Children with autism may be good at reading a text one word at a time, but simultaneously have problems in understanding and retelling the content of what they read. Research now shows the importance, for these children, of extensive language assessment and follow-up over time.
Children with autism have difficulties in communication and social interaction, and many also have delayed language development. At the same time, the language ability of children with autism is known to vary widely, from not speaking at all to having well-developed language for their age.
It’s usually a deviant language development that parents worry about first.”
Emilia Carlsson, PhD at Sahlgrenska Academy, University of Gothenburg, and a licensed and registered speech and language pathologist at the Gillberg Neuropsychiatry Centre in Gothenburg
For her thesis, she studied language ability in children with autism. She started with a large group, identified through screening at child health centers, who had already been diagnosed by two and a half years of age. Of these, 85 children were followed up by speech and language pathologists at age seven or eight. In parallel, a control group of more than 100 children without autism were recruited at preschool and compulsory school.
Risk of overestimation
About half of the children with autism proved to find reading difficult, while roughly a third were able to read well. Some children with autism were adept at single-word reading but had difficulty in understanding the text, which might result in others overestimating their reading ability.

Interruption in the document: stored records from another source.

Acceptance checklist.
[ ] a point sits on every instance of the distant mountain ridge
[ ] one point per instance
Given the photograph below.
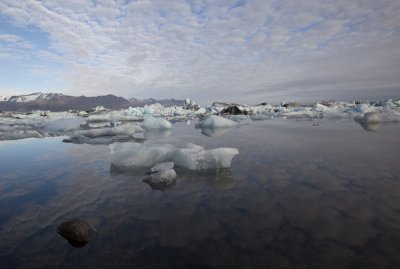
(61, 102)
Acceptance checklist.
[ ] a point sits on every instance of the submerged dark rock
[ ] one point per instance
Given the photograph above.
(161, 179)
(76, 231)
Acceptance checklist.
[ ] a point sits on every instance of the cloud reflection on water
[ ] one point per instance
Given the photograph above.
(295, 195)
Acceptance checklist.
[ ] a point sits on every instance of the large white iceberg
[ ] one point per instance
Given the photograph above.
(191, 156)
(216, 122)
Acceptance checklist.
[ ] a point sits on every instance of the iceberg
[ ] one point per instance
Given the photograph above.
(191, 156)
(194, 157)
(216, 122)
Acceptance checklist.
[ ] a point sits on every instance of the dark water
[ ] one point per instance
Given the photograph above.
(297, 196)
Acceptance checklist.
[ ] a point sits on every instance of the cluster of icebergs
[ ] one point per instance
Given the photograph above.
(156, 119)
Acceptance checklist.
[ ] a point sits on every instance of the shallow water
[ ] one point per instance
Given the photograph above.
(301, 194)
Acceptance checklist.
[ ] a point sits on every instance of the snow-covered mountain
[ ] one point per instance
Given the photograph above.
(61, 102)
(30, 97)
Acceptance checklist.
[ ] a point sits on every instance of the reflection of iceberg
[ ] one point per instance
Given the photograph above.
(106, 140)
(63, 125)
(219, 179)
(371, 127)
(151, 123)
(192, 156)
(155, 134)
(127, 129)
(214, 132)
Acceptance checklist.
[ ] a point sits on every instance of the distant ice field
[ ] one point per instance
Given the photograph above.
(309, 192)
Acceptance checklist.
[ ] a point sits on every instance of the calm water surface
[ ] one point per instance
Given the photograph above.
(297, 196)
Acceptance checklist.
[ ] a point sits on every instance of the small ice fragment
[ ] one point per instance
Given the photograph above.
(216, 122)
(151, 123)
(161, 166)
(197, 158)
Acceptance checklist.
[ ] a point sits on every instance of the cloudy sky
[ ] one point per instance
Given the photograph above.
(237, 50)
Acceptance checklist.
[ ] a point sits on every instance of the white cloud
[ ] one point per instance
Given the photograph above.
(210, 50)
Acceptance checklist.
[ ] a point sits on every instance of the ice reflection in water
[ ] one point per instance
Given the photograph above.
(297, 196)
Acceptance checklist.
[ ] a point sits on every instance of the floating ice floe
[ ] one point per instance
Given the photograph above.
(152, 123)
(192, 156)
(216, 122)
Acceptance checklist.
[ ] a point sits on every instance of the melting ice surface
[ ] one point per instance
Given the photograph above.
(307, 192)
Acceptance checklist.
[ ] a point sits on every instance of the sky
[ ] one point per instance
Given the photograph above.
(247, 51)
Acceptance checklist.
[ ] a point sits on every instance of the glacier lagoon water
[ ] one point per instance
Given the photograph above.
(301, 194)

The results also showed that the children with autism found narration difficult. Their retellings were shorter and less complex, compared not only with their peers but also with younger children without autism who were otherwise at the same language level.
Ability to retell a story proved to be linked to both language proficiency and visual, nonverbal ability. The latter was tested by asking the children to arrange pictures in the right order to create a logical sequence of events.
Long-term follow-up important
Carlsson’s research showed an association between early language ability and subsequent reading skill. Children with autism who could read well at age eight had already shown superior linguistic ability at age three, while the older children who had problems with reading had experienced more severe early language difficulties as well.
Undergoing comprehensive language assessment and also being followed up by speech and language pathologists over time may therefore be described as key elements in the care and nurture of children with autism.
More knowledge of how reading and narrative skills are linked to other aspects of language proficiency is important, so that the right support and intervention can be provided for these children.”